After seven weeks of unemployment, I started a new job. It’s a great job at a good company with great pay and benefits. And it’s only ten minutes from my house! The problem (read: opportunity) is that it’s a very fast-paced environment. Sometimes the deadlines pop up out of nowhere. A project you think is finished needs three more revisions, with a couple of levels of approvals—before end of day. Last week they took it easy on me, and the pace felt very doable. Today knocked me sideways.
I was thinking as I drove home, “Today was really stressful.” But that’s not ultimately a legitimate statement, in that it does not get to the heart of the matter. The more accurate statement is this: “I responded to today’s events in a fearful way.” Because stress is just a fancy word for fear. Things happened today in such a way that I felt threatened and responded with fear. This caused my heart rate to accelerate and my adrenal glands to pump adrenaline through my veins, as if I were being attacked. In a way, I was—by fear.
But the fear of what? This is the heart of the matter. For those familiar with the Enneagram, I am a fear type (Type Seven), though most who know me would never guess it from my usual happy, carefree demeanor. As I consider today’s events, and those of countless days before that involved hurry and switch-tasking, it is difficult to drill down to the core of underlying fear that drives this stress reaction. More surface-level fears include the fear of looking unintelligent or incapable, which would threaten the personality I have so carefully crafted, and even the fear of getting fired. But I am pretty convinced that I’m at least reasonably, employably intelligent and that if I get fired, God will take care of me as he unfailingly has. I can’t quite put my finger on the true reason for this stress reaction just yet.
Whatever that thing is for me, and whatever is it for you, I am certain of two things. First, that God did not create us for fear; it is not our birthright or our natural state.
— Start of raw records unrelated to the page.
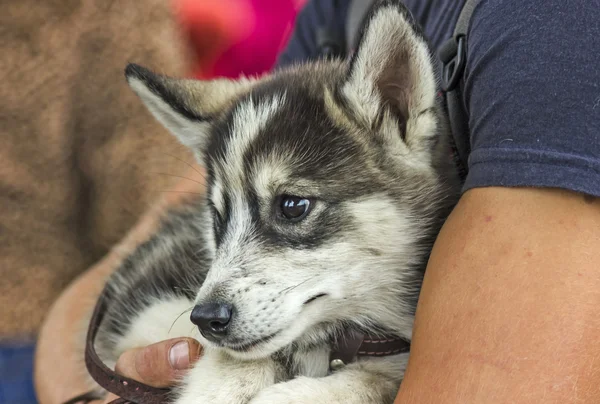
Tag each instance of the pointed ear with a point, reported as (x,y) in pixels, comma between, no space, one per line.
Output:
(184,107)
(391,75)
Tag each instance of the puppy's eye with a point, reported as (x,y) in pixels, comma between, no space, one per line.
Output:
(294,207)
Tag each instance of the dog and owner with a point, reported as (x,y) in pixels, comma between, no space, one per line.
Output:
(508,308)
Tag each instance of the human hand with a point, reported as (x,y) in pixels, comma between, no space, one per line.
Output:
(159,365)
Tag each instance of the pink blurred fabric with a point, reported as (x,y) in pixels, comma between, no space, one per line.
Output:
(233,37)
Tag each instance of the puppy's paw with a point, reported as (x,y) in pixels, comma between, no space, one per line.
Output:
(218,378)
(302,390)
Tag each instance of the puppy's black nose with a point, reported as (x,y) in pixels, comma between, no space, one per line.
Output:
(212,319)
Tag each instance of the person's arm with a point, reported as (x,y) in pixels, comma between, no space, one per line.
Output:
(509,310)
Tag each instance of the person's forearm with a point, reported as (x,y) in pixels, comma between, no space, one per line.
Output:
(509,310)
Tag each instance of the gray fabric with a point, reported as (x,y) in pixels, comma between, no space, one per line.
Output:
(356,14)
(532,86)
(462,25)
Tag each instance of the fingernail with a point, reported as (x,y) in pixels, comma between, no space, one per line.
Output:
(179,356)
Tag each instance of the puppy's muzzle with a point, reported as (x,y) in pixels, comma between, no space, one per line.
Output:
(212,319)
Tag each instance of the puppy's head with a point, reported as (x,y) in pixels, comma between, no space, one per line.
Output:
(326,186)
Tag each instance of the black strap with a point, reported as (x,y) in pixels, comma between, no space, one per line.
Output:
(453,57)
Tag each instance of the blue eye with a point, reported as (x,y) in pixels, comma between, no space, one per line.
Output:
(294,207)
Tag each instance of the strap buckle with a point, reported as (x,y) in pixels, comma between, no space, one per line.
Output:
(453,57)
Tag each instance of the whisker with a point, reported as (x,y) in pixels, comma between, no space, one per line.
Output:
(183,192)
(179,176)
(299,284)
(185,162)
(179,316)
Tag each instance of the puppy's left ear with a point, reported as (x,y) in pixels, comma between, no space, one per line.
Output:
(391,85)
(186,107)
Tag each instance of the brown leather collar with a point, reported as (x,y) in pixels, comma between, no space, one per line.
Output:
(129,390)
(354,344)
(345,350)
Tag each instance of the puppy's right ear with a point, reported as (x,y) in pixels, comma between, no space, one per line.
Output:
(185,107)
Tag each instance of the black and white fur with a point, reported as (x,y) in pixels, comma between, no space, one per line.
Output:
(366,142)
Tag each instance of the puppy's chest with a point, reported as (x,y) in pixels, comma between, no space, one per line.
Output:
(310,363)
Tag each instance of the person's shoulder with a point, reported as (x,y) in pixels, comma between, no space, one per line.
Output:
(533,94)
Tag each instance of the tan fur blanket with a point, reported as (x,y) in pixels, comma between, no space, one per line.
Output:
(80,158)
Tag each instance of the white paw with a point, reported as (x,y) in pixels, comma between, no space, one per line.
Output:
(217,378)
(302,390)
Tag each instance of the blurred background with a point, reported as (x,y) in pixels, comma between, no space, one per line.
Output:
(79,154)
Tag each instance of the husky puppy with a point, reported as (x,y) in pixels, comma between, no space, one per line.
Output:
(327,185)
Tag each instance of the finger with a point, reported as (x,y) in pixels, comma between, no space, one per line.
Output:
(161,364)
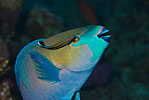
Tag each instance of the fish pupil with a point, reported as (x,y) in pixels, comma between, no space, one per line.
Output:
(41,43)
(76,40)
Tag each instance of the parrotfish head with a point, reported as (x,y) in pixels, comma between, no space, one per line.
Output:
(78,49)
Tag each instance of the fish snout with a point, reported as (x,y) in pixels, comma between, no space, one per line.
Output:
(105,35)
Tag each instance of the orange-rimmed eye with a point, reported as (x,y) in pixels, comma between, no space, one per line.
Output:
(76,40)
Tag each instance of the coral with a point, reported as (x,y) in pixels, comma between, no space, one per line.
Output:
(5,90)
(4,57)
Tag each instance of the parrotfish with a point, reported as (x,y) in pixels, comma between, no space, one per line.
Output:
(57,67)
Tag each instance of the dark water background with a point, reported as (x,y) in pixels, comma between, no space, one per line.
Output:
(123,72)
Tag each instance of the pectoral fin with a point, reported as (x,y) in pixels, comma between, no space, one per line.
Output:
(68,96)
(45,69)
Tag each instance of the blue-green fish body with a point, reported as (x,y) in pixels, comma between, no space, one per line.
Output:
(57,67)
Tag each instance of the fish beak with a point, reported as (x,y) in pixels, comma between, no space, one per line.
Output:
(105,35)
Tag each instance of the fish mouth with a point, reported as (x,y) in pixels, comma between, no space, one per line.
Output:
(105,35)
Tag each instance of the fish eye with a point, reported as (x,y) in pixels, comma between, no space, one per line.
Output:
(101,35)
(75,40)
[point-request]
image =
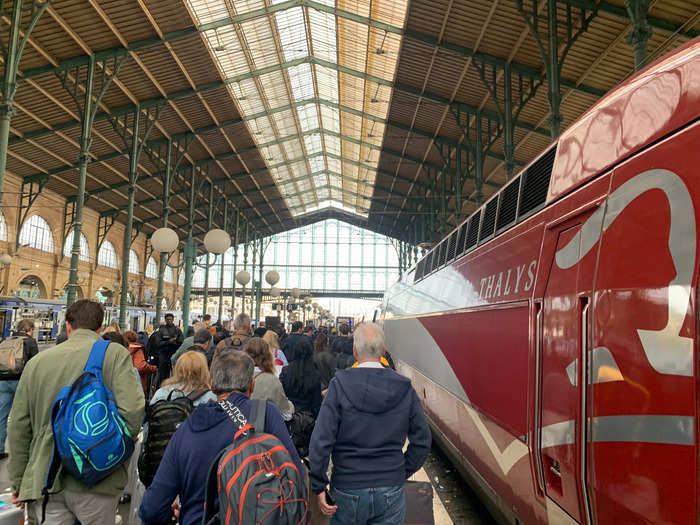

Second, that when we experience non-legitimate fear (see below), it is because our personality is driving and we have stepped away from the experience of our belovedness. If we were truly able to dwell in the living knowledge of how treasured we are by the creator of the cosmos, it is my conviction that we would never again experience stress.
Consider the natural world for a moment. Everything has its pace and purpose. Water flows at a particular rate based on factors like its volume and the pitch of the ground beneath it. Birds chirp, snakes wind their way across the ground, deer munch grass—and homeowners’ beloved snapdragons. Nothing is in a hurry. Ants may seem like they’re in a hurry, but that’s their natural pace. In fact, the only time you’ll see animals hurrying is when they’re being chased by something that wants to eat them! Or chasing the thing they want to eat. Human beings, in our collective fear, have manufactured hurry.
Today, the Earth revolved on its axis over a 24-hour period. The sun rose all over the Earth. People like me and unlike me got up and went to work. Some of them, probably a very few, accepted whatever came to them with equanimity of spirit. The rest of us experienced varying levels of fear as we unconsciously clung to the limbic notion that our very lives would be in danger if we didn’t get our work done just right and ahead of deadline.
My point is that today was not a stressful day. It was just a day. A day in which things happened, and in which I reacted to those things. I don’t beat myself up for having “failed” to be totally at peace at all times; this would just add to the stress I already experienced. Instead, I observe my personality in action, because that’s what is at work when I fear. My true self abides in the eternal now of God, free of scurry and deadlines and expectations. When I am removed from that reality, when I forget myself and forget God (to paraphrase St. Augustine), my personality works hard to perpetuate itself, and fear inevitably rises up.
So, I accept that today I was afraid. I don’t punish myself or try to push that truth away. I allow myself to be where I am at this point on my journey. I recognize that the surest path to a less-fearful life is to return to the presence of God, where I can rest in the deadline-free Present and in the actual feeling of being loved by the Almighty. Various factors in my life over the past week have made me Presence-poor, but at last I have both time and energy together to go rest in God and remember who I am. I’m going to go do that right now.